The U.S. Court of Appeals for the District of Columbia Circuit has ordered the Drug Enforcement Administration (DEA) to explain why it has yet to respond to nearly two dozen researchers around the U.S. who applied three years ago for a DEA license to grow research cannabis.
"Hopefully, DEA will finally explain, in a court-filing available for public inspection, the answer to this question that has frustrated everyone," announced Sue Sisley, a physician and researcher at the Scottsdale Research Institute, a Phoenix-based clinical trial company that applied in 2016 for a DEA manufacturing license in order to grow its own cannabis for an ongoing study of medical marijuana as a treatment for veterans suffering from PTSD.

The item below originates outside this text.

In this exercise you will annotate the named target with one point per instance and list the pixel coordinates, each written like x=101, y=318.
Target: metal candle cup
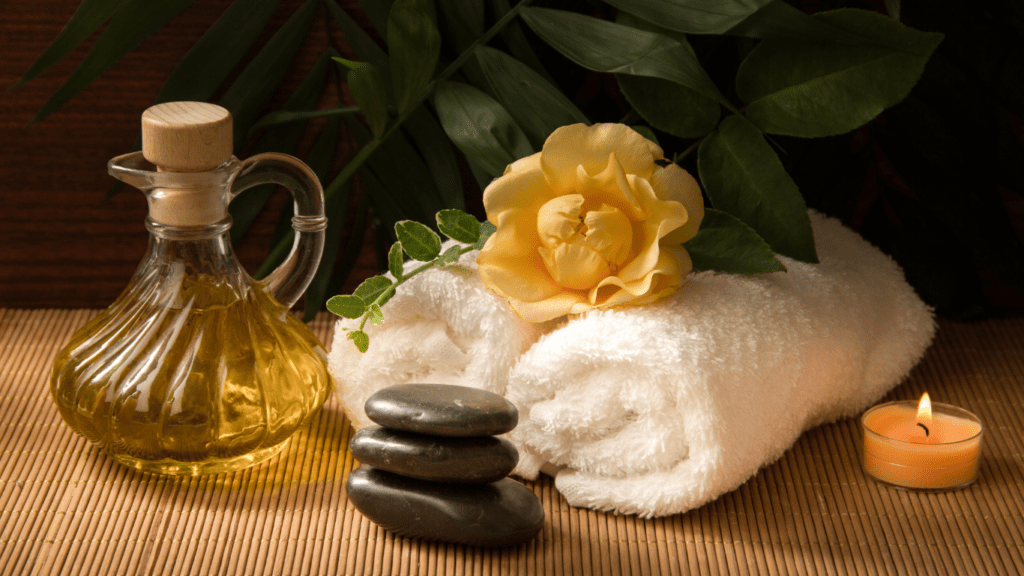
x=904, y=450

The Scottsdale Research Institute (SRI) sued the Justice Department and the DEA in June. It sought a "writ of mandamus" that would compel the DEA to respond to applicants seeking a license. SRI argued that the Improving Regulatory Transparency for New Medical Therapies Act, signed by President Obama in November 2015, requires "that the Attorney General, upon receiving an application to manufacture a Schedule I substance for use only in a clinical trial, publish a notice of application not later than 90 days after accepting the application for filing." SRI and more than 20 other potential cannabis manufacturers applied for licenses from the DEA in 2016, but a notice of their applications has yet to appear in the Federal Register.
"Thus," RSI's suit argued, "agency action has been unlawfully withheld. And in view of an express directive to prioritize applications relating to clinical research, agency action has most certainly been unreasonably delayed."